[A-DX] OT: Kopfhörer im Test

Christian Schubert
Mi Jan 1 00:52:52 CET 2014


Hallo in die Runde,

habe kürzlich die Kopfhörerwände im MediaMarkt im Berliner Alexa und im Saturn
gegenüber auf dem Alexanderplatz durchgehört. Ok, nicht alle - ich brauchte was
brauchbares für Dolmetscher in einem spirituellen Friedenszentrum in den Schweizer Bergen.
Die haben bei Konferenzen die Kopfhörer auch mal 4 Stunden faktisch am Stück auf,
es woll also weder drücken noch schwitzen. Und es war gefordert, wenigstens halboffene,
idealerweise offene Kopfhörer zu haben - es sind immer 2 Dolmetscher, die jederzeit
dem anderen helfen können müssen, wenn der mal ein Blackout hat. Sie müssen sich
also gegenseitig auch hören können. Letzte Forderung: bitte nicht zu teuer, das Zentrum
leidet wie fast alle Gutmenschen unter chronischem Geldmangel (ja, gibts auch in der
Schweiz, trotz großzügiger Spender).

Erkenntnis 1:
Es gibt unter 100 EUR fast ausschließlich geschlossene Kopfhörer oder solche,
die sowas ähnliches sein wollen. Geplantes Einsatzgebiet offenbar mobil (Straßenlärm)
auch bei den klobigeren Modellen) und vermutlich auch "maximaler Lärm, soll
andere nicht allzusehr stören". In Nutzer-Reviews findet man dann auch häufig Kritik,
wenn der Kopfhörer nicht so dicht ist, daß man die Sprengung des Hauses, in dem
man sich gerade aufhält, nicht komplett draußen bleiben würde.

Erkenntnis 2:
Lumpigster Tragekomfort. Es gibt Kopfhörer für 50 - 70 EUR, die tragen Markennamen,
fühlen sich aber an, als hätte man über eine Kunststoff-Form einen dünnen Stoff gezogen.
Das Sitzgefühl moderner Eisenbahnwagen setzt sich also beim Tragegefühl der
Kopfhörer fort.

Erkenntnis Nummer 3:
Schäbigste Haptik, oft auch schäbigste Optik. Lappriger Kunststoff, irgendwie an
PSA ("persönliche Schutzausrüstung" = Gehörschutz) erinnernd.

Erkenntnis Nummer 4:
Kopfhörer sind ein Lifestyleprodukt. Wie kann es sonst sein, daß viele Kopfhörer
einfach nicht gut klingen, manche Modelle aber in 8 Farben angeboten werden, die von
Magenta über Neongrün und sonstwas natürlich bis zum Apfel-Weiß reichen?

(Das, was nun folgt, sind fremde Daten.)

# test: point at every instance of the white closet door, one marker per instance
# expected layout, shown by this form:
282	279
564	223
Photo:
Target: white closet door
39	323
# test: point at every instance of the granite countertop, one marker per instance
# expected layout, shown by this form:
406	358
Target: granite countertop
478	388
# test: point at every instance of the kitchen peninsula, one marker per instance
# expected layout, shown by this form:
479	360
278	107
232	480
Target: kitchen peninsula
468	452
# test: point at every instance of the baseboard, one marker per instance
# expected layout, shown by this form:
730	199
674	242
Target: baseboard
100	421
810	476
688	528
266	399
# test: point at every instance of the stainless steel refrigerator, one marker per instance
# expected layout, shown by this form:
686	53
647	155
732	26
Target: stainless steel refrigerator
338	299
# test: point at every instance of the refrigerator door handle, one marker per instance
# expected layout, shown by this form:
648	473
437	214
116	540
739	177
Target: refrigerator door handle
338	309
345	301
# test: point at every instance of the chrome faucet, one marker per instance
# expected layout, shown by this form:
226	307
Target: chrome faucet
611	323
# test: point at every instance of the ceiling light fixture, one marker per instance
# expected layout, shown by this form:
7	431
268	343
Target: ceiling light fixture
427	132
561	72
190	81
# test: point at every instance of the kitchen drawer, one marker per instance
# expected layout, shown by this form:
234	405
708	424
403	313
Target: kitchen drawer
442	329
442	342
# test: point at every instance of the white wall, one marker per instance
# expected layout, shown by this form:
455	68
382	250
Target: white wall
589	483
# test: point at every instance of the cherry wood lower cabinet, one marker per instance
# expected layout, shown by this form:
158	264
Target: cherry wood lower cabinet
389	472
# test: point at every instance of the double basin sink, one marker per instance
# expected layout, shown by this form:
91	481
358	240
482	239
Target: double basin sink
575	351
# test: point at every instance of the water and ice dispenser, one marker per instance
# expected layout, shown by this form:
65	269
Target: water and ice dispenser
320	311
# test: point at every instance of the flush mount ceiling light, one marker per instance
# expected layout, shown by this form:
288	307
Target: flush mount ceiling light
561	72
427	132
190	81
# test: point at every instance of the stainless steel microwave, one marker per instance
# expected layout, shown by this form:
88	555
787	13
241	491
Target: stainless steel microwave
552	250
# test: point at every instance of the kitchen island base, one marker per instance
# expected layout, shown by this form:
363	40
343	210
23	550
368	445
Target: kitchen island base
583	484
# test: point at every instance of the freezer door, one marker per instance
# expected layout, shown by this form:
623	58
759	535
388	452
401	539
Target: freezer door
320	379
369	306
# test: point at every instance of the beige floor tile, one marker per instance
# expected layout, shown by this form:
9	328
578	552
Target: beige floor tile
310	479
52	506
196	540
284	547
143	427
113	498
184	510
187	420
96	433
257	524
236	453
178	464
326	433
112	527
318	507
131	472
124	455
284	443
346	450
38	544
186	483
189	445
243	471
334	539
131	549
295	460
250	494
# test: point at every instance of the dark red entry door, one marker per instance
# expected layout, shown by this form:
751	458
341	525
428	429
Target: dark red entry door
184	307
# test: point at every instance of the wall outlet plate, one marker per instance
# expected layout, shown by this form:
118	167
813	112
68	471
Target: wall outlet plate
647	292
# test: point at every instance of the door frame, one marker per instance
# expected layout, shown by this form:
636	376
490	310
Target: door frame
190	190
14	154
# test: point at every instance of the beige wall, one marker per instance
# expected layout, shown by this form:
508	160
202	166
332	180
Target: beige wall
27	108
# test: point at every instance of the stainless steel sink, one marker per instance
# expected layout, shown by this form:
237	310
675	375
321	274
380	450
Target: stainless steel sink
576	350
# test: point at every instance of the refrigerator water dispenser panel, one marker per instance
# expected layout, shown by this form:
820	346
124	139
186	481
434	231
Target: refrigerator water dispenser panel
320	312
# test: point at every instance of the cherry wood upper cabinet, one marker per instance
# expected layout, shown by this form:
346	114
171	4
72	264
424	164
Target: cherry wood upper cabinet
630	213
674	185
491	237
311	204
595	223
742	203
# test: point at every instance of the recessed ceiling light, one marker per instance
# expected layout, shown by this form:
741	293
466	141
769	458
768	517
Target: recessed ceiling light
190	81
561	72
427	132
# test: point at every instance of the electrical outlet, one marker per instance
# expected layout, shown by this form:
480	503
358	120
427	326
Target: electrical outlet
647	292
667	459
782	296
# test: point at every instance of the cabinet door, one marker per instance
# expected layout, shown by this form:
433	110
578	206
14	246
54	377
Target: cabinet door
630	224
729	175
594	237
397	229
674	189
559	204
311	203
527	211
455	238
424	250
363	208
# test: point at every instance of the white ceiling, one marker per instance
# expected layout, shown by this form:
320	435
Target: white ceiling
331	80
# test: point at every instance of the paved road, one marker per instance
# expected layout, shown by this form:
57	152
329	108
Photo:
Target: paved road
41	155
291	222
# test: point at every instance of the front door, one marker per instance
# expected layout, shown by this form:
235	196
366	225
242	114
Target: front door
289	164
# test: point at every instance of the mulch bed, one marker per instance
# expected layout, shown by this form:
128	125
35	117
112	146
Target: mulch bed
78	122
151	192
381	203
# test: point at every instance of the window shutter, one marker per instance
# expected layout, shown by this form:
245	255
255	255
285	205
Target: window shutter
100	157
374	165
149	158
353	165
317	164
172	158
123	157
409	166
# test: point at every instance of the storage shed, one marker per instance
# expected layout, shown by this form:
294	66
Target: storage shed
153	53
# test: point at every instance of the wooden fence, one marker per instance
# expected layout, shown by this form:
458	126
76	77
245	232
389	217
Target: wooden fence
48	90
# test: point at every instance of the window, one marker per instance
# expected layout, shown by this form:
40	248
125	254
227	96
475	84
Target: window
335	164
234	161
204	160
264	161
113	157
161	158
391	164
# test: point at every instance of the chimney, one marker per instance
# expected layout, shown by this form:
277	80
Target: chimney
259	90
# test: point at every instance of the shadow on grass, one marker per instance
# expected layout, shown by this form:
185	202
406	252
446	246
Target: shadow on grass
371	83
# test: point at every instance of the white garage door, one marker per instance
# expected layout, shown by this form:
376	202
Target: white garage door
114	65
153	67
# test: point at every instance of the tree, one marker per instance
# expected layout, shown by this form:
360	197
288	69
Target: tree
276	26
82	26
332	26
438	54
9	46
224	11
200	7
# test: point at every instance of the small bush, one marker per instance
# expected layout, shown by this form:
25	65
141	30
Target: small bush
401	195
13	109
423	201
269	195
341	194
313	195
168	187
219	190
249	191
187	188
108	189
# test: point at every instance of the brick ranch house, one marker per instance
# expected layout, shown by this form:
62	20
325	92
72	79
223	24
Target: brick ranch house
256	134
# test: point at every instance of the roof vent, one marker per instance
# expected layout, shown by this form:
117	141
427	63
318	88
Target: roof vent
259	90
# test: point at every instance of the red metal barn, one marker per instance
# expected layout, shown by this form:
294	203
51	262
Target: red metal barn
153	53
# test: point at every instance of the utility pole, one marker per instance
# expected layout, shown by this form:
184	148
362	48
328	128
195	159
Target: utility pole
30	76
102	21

Erkenntnis Nummer 5: die Präsentation der Kopfhörer ist weitgehend auf die Optik
beschränkt. Manchmal hängen die Dinger an 20 cm langen Stahlkabeln und wenn
Musik rauskommt, dann in 48 kbps MP3-Qualität. Kommt besonders gut bei
Denon Highend-Hörern (soweit ich mich erinnere > 400 EUR, aber Tragekomfort
auch nix für mich).


Etwa um 120 EUR fand ich das erste, was ich mir freiwillig selbst gekauft hätte:
http://de-de.sennheiser.com/audio-kopfhoerer-stereo-hifi-tv-hd-518
Saß brauchbar und trug sich zumindest 10 Minuten lang gut. Füttern konnte
ich ihn mit einer Live-Pop-CD brauchbarer Qualität direkt aus einem CD-Player.
Irgendwas "edleres", könnte auch als Tagesfüllmusik auf nem Kulturradio laufen.

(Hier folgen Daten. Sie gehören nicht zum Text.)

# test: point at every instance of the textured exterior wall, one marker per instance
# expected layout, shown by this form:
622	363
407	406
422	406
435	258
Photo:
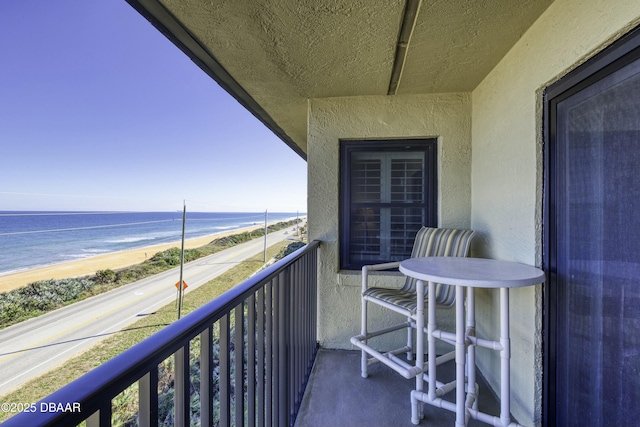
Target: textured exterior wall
446	117
507	171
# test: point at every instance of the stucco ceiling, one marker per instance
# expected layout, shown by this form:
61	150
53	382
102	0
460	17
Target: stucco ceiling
275	55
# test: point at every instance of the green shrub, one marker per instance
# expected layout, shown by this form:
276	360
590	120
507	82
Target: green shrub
104	277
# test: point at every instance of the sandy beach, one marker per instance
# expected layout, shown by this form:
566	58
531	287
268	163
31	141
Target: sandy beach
115	260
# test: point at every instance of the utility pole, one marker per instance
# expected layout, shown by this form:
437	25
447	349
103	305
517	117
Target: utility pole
265	236
181	282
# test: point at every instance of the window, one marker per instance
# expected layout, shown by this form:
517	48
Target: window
388	190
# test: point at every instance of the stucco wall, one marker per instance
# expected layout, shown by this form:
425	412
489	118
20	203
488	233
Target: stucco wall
446	117
507	170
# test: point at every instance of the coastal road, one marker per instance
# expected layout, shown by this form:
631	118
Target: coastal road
33	347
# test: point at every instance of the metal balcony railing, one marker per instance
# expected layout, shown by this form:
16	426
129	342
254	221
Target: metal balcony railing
257	343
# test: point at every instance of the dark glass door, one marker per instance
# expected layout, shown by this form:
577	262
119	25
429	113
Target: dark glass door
594	251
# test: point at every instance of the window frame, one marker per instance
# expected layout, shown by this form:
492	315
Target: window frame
426	146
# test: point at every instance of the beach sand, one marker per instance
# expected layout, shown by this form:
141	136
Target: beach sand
113	261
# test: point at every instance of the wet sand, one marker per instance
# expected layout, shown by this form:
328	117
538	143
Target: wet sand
113	261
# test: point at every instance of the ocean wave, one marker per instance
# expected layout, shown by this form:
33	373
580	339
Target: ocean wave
131	239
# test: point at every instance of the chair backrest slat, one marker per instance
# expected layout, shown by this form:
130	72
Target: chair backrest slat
440	242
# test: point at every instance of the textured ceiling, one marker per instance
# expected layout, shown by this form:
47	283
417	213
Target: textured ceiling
282	53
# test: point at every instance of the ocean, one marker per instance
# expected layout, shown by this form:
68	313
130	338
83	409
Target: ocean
35	239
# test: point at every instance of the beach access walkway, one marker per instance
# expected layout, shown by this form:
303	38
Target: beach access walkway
38	345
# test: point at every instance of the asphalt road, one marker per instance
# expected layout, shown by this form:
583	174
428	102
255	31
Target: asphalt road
33	347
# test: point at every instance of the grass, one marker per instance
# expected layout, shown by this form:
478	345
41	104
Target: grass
41	297
106	349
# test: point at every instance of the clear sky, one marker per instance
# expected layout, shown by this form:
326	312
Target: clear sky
99	111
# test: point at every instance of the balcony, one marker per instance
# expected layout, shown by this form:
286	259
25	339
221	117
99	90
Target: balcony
271	319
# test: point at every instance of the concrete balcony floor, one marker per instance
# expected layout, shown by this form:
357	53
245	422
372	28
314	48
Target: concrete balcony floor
338	396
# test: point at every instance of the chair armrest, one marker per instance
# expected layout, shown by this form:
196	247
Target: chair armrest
375	267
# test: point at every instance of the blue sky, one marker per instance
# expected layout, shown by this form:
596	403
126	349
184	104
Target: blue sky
99	111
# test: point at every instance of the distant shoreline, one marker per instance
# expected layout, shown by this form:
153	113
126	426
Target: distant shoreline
112	260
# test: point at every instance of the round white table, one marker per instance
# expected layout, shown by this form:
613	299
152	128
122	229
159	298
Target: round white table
464	273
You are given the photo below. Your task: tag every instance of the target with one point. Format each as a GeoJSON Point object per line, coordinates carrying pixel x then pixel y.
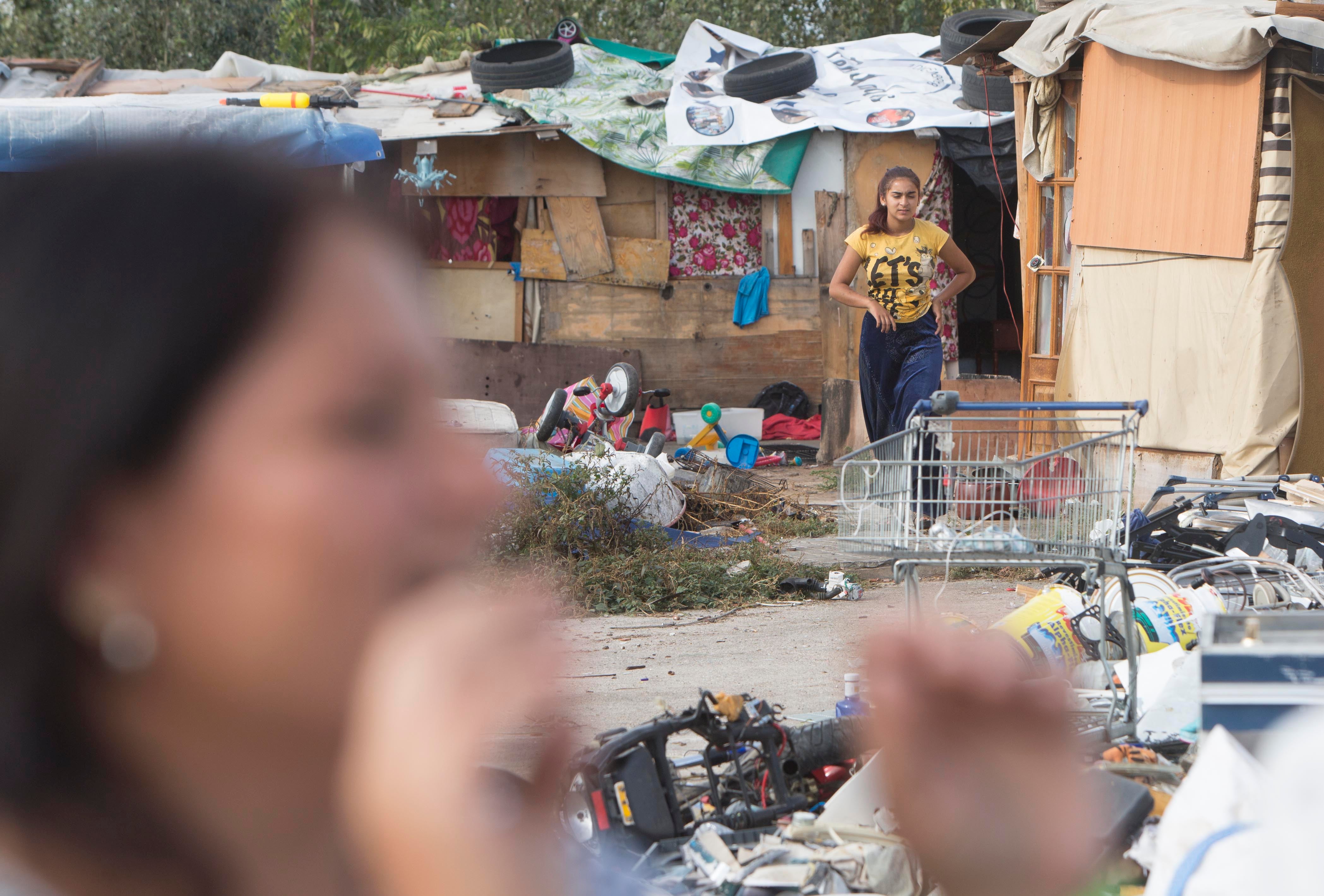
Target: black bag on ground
{"type": "Point", "coordinates": [783, 399]}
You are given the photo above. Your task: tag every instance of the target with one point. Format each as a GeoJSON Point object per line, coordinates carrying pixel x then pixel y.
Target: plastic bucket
{"type": "Point", "coordinates": [1042, 628]}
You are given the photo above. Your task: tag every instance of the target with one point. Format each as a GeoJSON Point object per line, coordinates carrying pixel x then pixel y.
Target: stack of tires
{"type": "Point", "coordinates": [959, 33]}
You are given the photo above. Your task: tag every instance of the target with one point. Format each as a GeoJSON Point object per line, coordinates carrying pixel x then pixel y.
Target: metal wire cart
{"type": "Point", "coordinates": [1007, 485]}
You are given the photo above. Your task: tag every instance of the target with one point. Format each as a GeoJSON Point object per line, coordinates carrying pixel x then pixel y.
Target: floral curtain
{"type": "Point", "coordinates": [467, 228]}
{"type": "Point", "coordinates": [714, 234]}
{"type": "Point", "coordinates": [935, 207]}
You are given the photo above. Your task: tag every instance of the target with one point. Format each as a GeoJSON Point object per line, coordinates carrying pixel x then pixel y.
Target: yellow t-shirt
{"type": "Point", "coordinates": [901, 268]}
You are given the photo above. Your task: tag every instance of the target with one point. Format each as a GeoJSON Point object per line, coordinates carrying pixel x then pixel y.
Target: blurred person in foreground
{"type": "Point", "coordinates": [234, 653]}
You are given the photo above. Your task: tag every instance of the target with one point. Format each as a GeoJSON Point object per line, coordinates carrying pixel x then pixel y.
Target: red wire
{"type": "Point", "coordinates": [1007, 294]}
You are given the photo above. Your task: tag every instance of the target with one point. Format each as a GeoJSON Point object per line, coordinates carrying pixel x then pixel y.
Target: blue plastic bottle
{"type": "Point", "coordinates": [853, 705]}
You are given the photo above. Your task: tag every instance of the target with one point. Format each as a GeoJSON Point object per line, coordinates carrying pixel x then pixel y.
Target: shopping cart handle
{"type": "Point", "coordinates": [947, 403]}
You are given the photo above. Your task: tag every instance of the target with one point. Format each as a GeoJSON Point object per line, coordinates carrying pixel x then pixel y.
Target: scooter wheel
{"type": "Point", "coordinates": [552, 415]}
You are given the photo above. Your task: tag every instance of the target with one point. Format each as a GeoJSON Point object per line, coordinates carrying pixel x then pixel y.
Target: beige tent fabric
{"type": "Point", "coordinates": [1205, 33]}
{"type": "Point", "coordinates": [1209, 342]}
{"type": "Point", "coordinates": [1041, 126]}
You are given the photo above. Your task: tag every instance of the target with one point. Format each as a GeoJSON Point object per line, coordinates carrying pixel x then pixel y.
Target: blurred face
{"type": "Point", "coordinates": [313, 489]}
{"type": "Point", "coordinates": [901, 199]}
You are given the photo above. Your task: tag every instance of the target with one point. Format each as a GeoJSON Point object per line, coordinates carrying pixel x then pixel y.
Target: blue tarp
{"type": "Point", "coordinates": [38, 134]}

Klang: für mich wirklich gut, keine Extreme in Bassfülle oder aggressiven Höhen,
auch keine gegenteiligen Extreme. Aus der Erinnerung heraus durchaus präzise,
saubere, aber nicht grelle Höhen. Hatte freilich keinen Vergleich zu meinen
gewohnten Kopfhörern.

Bei Sennheiser gibt es dazu eine Kundenmeinung und die ist verheerend:
"Die Ohren werden gut umschlossen. Jedoch klingt alles dumpf. Es fehlten die Höhen.
 Der klang ist nicht transparent. Ich habe den Hörer am E-Piano und an der
 Stereoanlage getestet und überall das gleiche Ergebnis. Alles hört sich irgendwie
 matt und dumpf an"

Kann ich nicht nachvollziehen, habe aber halt nur im Laden getestet.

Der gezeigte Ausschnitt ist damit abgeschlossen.